7.8 2020-07-20 CVE-2020-15852

An issue was discovered in the Linux kernel 5.5 through 5.7.9, as used in Xen through 4.13.x for x86 PV guests. An attacker may be granted the I/O port permissions of an unrelated task. This occurs because tss_invalidate_io_bitmap mishandling causes a loss of synchronization between the I/O bitmaps of TSS and Xen, aka CID-cadfad870154.

7.8 2020-07-07 CVE-2020-15567

An issue was discovered in Xen through 4.13.x, allowing Intel guest OS users to gain privileges or cause a denial of service because of non-atomic modification of a live EPT PTE. When mapping guest EPT (nested paging) tables, Xen would in some circumstances use a series of non-atomic bitfield writes. Depending on the compiler version and optimisation flags, Xen might expose a dangerous partially written PTE to the hardware, which an attacker might be able to race to exploit. A guest administrator or perhaps even an unprivileged guest user might be able to cause denial of service, data corruption, or privilege escalation. Only systems using Intel CPUs are vulnerable. Systems using AMD CPUs, and Arm systems, are not vulnerable. Only systems using nested paging (hap, aka nested paging, aka in this case Intel EPT) are vulnerable. Only HVM and PVH guests can exploit the vulnerability. The presence and scope of the vulnerability depends on the precise optimisations performed by the compiler used to build Xen. If the compiler generates (a) a single 64-bit write, or (b) a series of read-modify-write operations in the same order as the source code, the hypervisor is not vulnerable. For example, in one test build using GCC 8.3 with normal settings, the compiler generated multiple (unlocked) read-modify-write operations in source-code order, which did not constitute a vulnerability. We have not been able to survey compilers; consequently we cannot say which compiler(s) might produce vulnerable code (with which code-generation options). The source code clearly violates the C rules, and thus should be considered vulnerable.

6.5 2020-07-07 CVE-2020-15566

An issue was discovered in Xen through 4.13.x, allowing guest OS users to cause a host OS crash because of incorrect error handling in event-channel port allocation. The allocation of an event-channel port may fail for multiple reasons: (1) port is already in use, (2) the memory allocation failed, or (3) the port we try to allocate is higher than what is supported by the ABI (e.g., 2L or FIFO) used by the guest or the limit set by an administrator (max_event_channels in xl cfg). Due to the missing error checks, only (1) will be considered an error. All the other cases will provide a valid port and will result in a crash when trying to access the event channel. When the administrator configured a guest to allow more than 1023 event channels, that guest may be able to crash the host. When Xen is out-of-memory, allocation of new event channels will result in crashing the host rather than reporting an error. Xen versions 4.10 and later are affected. All architectures are affected. The default configuration, when guests are created with xl/libxl, is not vulnerable, because of the default event-channel limit.

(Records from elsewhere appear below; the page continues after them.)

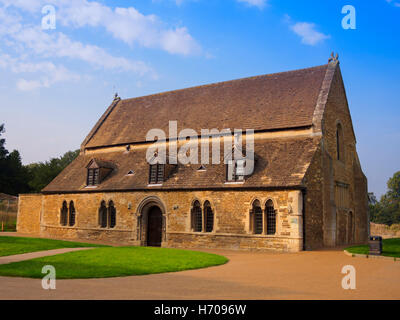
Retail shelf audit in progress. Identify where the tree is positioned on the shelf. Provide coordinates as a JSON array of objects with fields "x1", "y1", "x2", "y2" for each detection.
[
  {"x1": 0, "y1": 124, "x2": 29, "y2": 195},
  {"x1": 369, "y1": 171, "x2": 400, "y2": 226},
  {"x1": 26, "y1": 149, "x2": 80, "y2": 192}
]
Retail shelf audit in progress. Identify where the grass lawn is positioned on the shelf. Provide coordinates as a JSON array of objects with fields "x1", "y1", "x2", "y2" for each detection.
[
  {"x1": 0, "y1": 233, "x2": 103, "y2": 257},
  {"x1": 346, "y1": 238, "x2": 400, "y2": 258},
  {"x1": 0, "y1": 247, "x2": 228, "y2": 279}
]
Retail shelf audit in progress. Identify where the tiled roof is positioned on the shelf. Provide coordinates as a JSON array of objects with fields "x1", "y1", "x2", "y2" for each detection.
[
  {"x1": 43, "y1": 137, "x2": 320, "y2": 192},
  {"x1": 82, "y1": 65, "x2": 328, "y2": 148}
]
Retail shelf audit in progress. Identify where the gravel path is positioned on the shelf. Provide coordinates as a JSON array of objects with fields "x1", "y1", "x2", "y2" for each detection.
[{"x1": 0, "y1": 250, "x2": 400, "y2": 300}]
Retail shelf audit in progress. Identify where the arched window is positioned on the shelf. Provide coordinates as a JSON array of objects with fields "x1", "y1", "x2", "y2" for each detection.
[
  {"x1": 69, "y1": 201, "x2": 75, "y2": 227},
  {"x1": 251, "y1": 200, "x2": 263, "y2": 234},
  {"x1": 265, "y1": 199, "x2": 276, "y2": 234},
  {"x1": 336, "y1": 123, "x2": 344, "y2": 161},
  {"x1": 108, "y1": 201, "x2": 117, "y2": 228},
  {"x1": 60, "y1": 201, "x2": 68, "y2": 226},
  {"x1": 99, "y1": 201, "x2": 107, "y2": 228},
  {"x1": 347, "y1": 211, "x2": 354, "y2": 243},
  {"x1": 192, "y1": 200, "x2": 203, "y2": 232},
  {"x1": 204, "y1": 200, "x2": 214, "y2": 232}
]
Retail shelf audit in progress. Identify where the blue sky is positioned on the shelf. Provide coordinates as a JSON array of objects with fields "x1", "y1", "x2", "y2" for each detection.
[{"x1": 0, "y1": 0, "x2": 400, "y2": 196}]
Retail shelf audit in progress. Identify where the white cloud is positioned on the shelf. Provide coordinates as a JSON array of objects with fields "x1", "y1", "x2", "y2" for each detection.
[
  {"x1": 236, "y1": 0, "x2": 267, "y2": 9},
  {"x1": 0, "y1": 0, "x2": 157, "y2": 91},
  {"x1": 0, "y1": 0, "x2": 201, "y2": 55},
  {"x1": 386, "y1": 0, "x2": 400, "y2": 8},
  {"x1": 0, "y1": 54, "x2": 81, "y2": 91},
  {"x1": 290, "y1": 22, "x2": 330, "y2": 46},
  {"x1": 13, "y1": 27, "x2": 154, "y2": 75}
]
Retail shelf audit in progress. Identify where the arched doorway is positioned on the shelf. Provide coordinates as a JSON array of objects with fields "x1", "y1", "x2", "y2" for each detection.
[{"x1": 147, "y1": 206, "x2": 162, "y2": 247}]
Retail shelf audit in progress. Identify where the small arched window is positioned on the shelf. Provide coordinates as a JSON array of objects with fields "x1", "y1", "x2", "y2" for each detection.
[
  {"x1": 99, "y1": 201, "x2": 107, "y2": 228},
  {"x1": 251, "y1": 200, "x2": 263, "y2": 234},
  {"x1": 265, "y1": 199, "x2": 276, "y2": 234},
  {"x1": 68, "y1": 201, "x2": 75, "y2": 227},
  {"x1": 192, "y1": 200, "x2": 203, "y2": 232},
  {"x1": 336, "y1": 123, "x2": 344, "y2": 161},
  {"x1": 60, "y1": 201, "x2": 68, "y2": 226},
  {"x1": 108, "y1": 201, "x2": 117, "y2": 228},
  {"x1": 204, "y1": 200, "x2": 214, "y2": 232}
]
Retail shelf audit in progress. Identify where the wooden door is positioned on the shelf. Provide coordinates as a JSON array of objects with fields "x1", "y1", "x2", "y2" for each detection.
[{"x1": 147, "y1": 206, "x2": 162, "y2": 247}]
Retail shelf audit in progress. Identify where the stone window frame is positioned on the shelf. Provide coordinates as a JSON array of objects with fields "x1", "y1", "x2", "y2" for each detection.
[
  {"x1": 67, "y1": 200, "x2": 76, "y2": 227},
  {"x1": 248, "y1": 197, "x2": 280, "y2": 237},
  {"x1": 97, "y1": 199, "x2": 118, "y2": 230},
  {"x1": 60, "y1": 199, "x2": 78, "y2": 228},
  {"x1": 335, "y1": 120, "x2": 346, "y2": 163},
  {"x1": 60, "y1": 200, "x2": 69, "y2": 227},
  {"x1": 189, "y1": 198, "x2": 216, "y2": 234}
]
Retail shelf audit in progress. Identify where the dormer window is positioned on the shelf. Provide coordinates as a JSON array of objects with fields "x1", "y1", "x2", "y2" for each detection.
[
  {"x1": 86, "y1": 159, "x2": 113, "y2": 187},
  {"x1": 149, "y1": 163, "x2": 165, "y2": 184},
  {"x1": 87, "y1": 169, "x2": 100, "y2": 186},
  {"x1": 226, "y1": 159, "x2": 246, "y2": 182}
]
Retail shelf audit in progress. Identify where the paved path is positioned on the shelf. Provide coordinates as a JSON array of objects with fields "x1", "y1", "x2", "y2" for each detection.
[
  {"x1": 0, "y1": 250, "x2": 400, "y2": 300},
  {"x1": 0, "y1": 247, "x2": 94, "y2": 264}
]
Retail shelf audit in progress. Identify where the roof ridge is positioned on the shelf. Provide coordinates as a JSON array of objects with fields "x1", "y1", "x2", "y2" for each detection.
[
  {"x1": 312, "y1": 60, "x2": 339, "y2": 132},
  {"x1": 121, "y1": 64, "x2": 329, "y2": 102},
  {"x1": 81, "y1": 96, "x2": 121, "y2": 152}
]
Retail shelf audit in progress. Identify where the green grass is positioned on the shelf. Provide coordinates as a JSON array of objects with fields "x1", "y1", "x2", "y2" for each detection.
[
  {"x1": 0, "y1": 233, "x2": 103, "y2": 257},
  {"x1": 346, "y1": 238, "x2": 400, "y2": 258},
  {"x1": 0, "y1": 247, "x2": 228, "y2": 279},
  {"x1": 0, "y1": 220, "x2": 17, "y2": 230}
]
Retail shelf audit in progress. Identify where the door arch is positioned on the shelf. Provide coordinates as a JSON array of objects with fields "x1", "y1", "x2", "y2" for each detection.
[
  {"x1": 136, "y1": 196, "x2": 167, "y2": 246},
  {"x1": 147, "y1": 206, "x2": 163, "y2": 247}
]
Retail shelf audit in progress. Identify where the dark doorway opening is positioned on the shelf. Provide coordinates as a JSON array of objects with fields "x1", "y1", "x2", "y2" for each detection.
[{"x1": 147, "y1": 206, "x2": 162, "y2": 247}]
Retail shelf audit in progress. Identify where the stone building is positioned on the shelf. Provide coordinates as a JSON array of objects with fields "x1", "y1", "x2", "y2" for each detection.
[{"x1": 17, "y1": 59, "x2": 368, "y2": 252}]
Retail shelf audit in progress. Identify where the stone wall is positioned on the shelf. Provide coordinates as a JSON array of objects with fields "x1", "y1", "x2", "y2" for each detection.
[
  {"x1": 17, "y1": 194, "x2": 42, "y2": 235},
  {"x1": 306, "y1": 64, "x2": 368, "y2": 248},
  {"x1": 370, "y1": 222, "x2": 400, "y2": 239},
  {"x1": 18, "y1": 190, "x2": 303, "y2": 251}
]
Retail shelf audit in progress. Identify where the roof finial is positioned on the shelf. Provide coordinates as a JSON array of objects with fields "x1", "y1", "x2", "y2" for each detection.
[{"x1": 328, "y1": 51, "x2": 339, "y2": 63}]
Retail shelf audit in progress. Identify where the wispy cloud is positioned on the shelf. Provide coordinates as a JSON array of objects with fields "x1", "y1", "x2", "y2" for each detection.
[
  {"x1": 290, "y1": 22, "x2": 330, "y2": 46},
  {"x1": 0, "y1": 54, "x2": 81, "y2": 91},
  {"x1": 0, "y1": 0, "x2": 201, "y2": 55},
  {"x1": 386, "y1": 0, "x2": 400, "y2": 8},
  {"x1": 236, "y1": 0, "x2": 267, "y2": 9},
  {"x1": 283, "y1": 14, "x2": 331, "y2": 46},
  {"x1": 0, "y1": 0, "x2": 201, "y2": 91}
]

8.8 2020-07-07 CVE-2020-15565

An issue was discovered in Xen through 4.13.x, allowing x86 Intel HVM guest OS users to cause a host OS denial of service or possibly gain privileges because of insufficient cache write-back under VT-d. When page tables are shared between IOMMU and CPU, changes to them require flushing of both TLBs. Furthermore, IOMMUs may be non-coherent, and hence prior to flushing IOMMU TLBs, a CPU cache also needs writing back to memory after changes were made. Such writing back of cached data was missing in particular when splitting large page mappings into smaller granularity ones. A malicious guest may be able to retain read/write DMA access to frames returned to Xen's free pool, and later reused for another purpose. Host crashes (leading to a Denial of Service) and privilege escalation cannot be ruled out. Xen versions from at least 3.2 onwards are affected. Only x86 Intel systems are affected. x86 AMD as well as Arm systems are not affected. Only x86 HVM guests using hardware assisted paging (HAP), having a passed through PCI device assigned, and having page table sharing enabled can leverage the vulnerability. Note that page table sharing will be enabled (by default) only if Xen considers IOMMU and CPU large page size support compatible.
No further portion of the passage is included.